Intricate calligraphy and rich ornamentation made these Qurans — which come almost exclusively from the Museum of Turkish and Islamic Arts in Istanbul — cherished possessions of some of the most powerful people of the Muslim world. Each comes with a rich story of those who commissioned it, copied it, entombed it, or preserved it.
Many were offered as gifts to forge military and political alliances.
Essentially though, Qurans are religious objects, the word of God that Muslims believe was transmitted through the Angel Gabriel, to the Prophet Muhammad, in the seventh century, when Islam was founded. Details within the text, and on the margins of the parchment, convey the pronunciation of words and the cadence of the verses.
Intricate ornamentation — geometric illuminations in gold, azure, and other brilliant colors — beautify the pages, but also serve a function, said Simon Rettig, assistant curator of Islamic art at the Sackler.
“They help the readers locate him or herself within the Quranic text. They tell you when you have to prostrate yourself,” he said, pointing to a complex geometric emblem in an early 14th-century manuscript by Abdallah al-Sayrafi, a master calligrapher who worked in Tabriz, a historical capital of Iran.
Al-Sayrafi was trained in six Arabic scripts, and uses three — sometimes writing in gold, sometimes in black — in one of Rettig’s favorite Qurans in the exhibit. His illuminations look like multicolored sunbursts and gilded foliage blossoms.
The exhibit, on two floors of the Sackler, also aims to explain the Quran as scripture meant to be heard. Written down shortly after the founding of Islam, the Quran is verses to chant.
“Calligraphy is a way to capture the beauty of the orality,” said Massumeh Farhad, chief curator at the Sackler and Freer galleries, which form the Smithsonian’s Asian art collections and exhibits.
Scholars don’t know exactly how scribes wrote Qurans centuries ago. Farhad said it’s possible they would inscribe verses as they were recited, each showing reverence through his skill and style.
“That’s why the work of Yaqut is considered so supreme,” Farhad added, referring to the 13th-century master scribe who worked in Baghdad for the last caliph of the Abbasid dynasty. “It has this sort of lightness. It seems to float on the page.”
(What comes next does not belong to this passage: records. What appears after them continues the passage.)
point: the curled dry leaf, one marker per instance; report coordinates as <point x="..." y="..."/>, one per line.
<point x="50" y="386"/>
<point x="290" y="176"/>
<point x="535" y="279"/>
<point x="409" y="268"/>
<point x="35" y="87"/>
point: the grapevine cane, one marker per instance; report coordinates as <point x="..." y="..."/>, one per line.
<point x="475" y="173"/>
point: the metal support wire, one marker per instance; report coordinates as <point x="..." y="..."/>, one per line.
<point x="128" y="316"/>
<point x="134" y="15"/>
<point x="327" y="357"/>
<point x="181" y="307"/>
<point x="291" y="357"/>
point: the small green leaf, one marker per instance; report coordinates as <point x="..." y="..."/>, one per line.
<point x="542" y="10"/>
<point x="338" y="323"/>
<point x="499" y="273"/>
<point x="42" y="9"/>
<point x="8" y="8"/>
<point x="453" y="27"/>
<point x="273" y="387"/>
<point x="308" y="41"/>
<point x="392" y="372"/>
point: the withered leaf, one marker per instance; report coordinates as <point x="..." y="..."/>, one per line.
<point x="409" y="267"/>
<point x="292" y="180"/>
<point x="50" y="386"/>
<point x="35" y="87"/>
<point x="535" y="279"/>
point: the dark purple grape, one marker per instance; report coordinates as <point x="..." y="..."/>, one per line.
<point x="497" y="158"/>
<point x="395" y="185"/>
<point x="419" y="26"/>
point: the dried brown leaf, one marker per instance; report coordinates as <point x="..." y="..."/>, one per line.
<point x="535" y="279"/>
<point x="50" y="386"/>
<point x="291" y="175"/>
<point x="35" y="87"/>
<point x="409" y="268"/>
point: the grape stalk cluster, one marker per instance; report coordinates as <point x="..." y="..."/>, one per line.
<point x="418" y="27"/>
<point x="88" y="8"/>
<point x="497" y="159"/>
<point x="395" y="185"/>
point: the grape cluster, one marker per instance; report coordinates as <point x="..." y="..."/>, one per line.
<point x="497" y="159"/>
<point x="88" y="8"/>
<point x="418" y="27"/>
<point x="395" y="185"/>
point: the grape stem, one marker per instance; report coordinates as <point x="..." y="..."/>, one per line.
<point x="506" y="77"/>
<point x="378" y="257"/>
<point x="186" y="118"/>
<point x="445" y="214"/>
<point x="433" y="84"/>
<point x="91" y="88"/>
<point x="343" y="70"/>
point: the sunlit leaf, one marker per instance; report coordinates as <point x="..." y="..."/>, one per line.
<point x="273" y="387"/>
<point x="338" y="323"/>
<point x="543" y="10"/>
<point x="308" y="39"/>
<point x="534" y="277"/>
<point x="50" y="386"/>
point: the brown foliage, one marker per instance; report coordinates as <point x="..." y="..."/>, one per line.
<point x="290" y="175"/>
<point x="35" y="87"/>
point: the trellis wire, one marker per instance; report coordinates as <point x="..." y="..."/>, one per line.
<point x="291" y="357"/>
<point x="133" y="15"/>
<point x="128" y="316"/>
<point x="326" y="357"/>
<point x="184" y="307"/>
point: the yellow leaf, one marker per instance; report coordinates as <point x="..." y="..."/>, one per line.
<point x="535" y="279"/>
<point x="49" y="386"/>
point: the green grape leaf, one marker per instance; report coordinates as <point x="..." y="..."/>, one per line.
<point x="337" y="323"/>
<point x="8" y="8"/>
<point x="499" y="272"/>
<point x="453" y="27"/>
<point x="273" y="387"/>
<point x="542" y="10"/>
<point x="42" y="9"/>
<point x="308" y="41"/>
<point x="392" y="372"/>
The exhibit is not intended as commentary on today’s politics, its organizers said. Work started on the project six years ago, before sharp rises in Islamophobic rhetoric and violence in the U.S. and Europe, and before Muslim immigration and culture became a flashpoint in American and European politics.
But the Smithsonian is not sorry for the timing, and hopes the exhibit can help quell fears of Islam and its followers.
“The Art of the Qur’an” comes at “a difficult moment” in world affairs, said Raby, who said it may lead some to “reflect on their own assumptions.”
As the exhibit makes clear, Muslims refer to Jews and Christians as “ahl al-kitab” — people of the book. The curators show how the Quran, the Torah, and the Christian Bible share variations of the same stories, and the same prophets’ teachings. One Quran at the Sackler is turned to a sura, or chapter, that explains:
“Step by step, He has sent the Scripture down to you [Prophet] with the Truth, confirming what went before: He sent down the Torah and the Gospel earlier as a guide for people, and He has sent down the distinction [between right and wrong].”
The Turkish multinational Koc Holdings is the principal sponsor of “The Art of the Qur’an: Treasures from the Museum of Turkish and Islamic Arts.”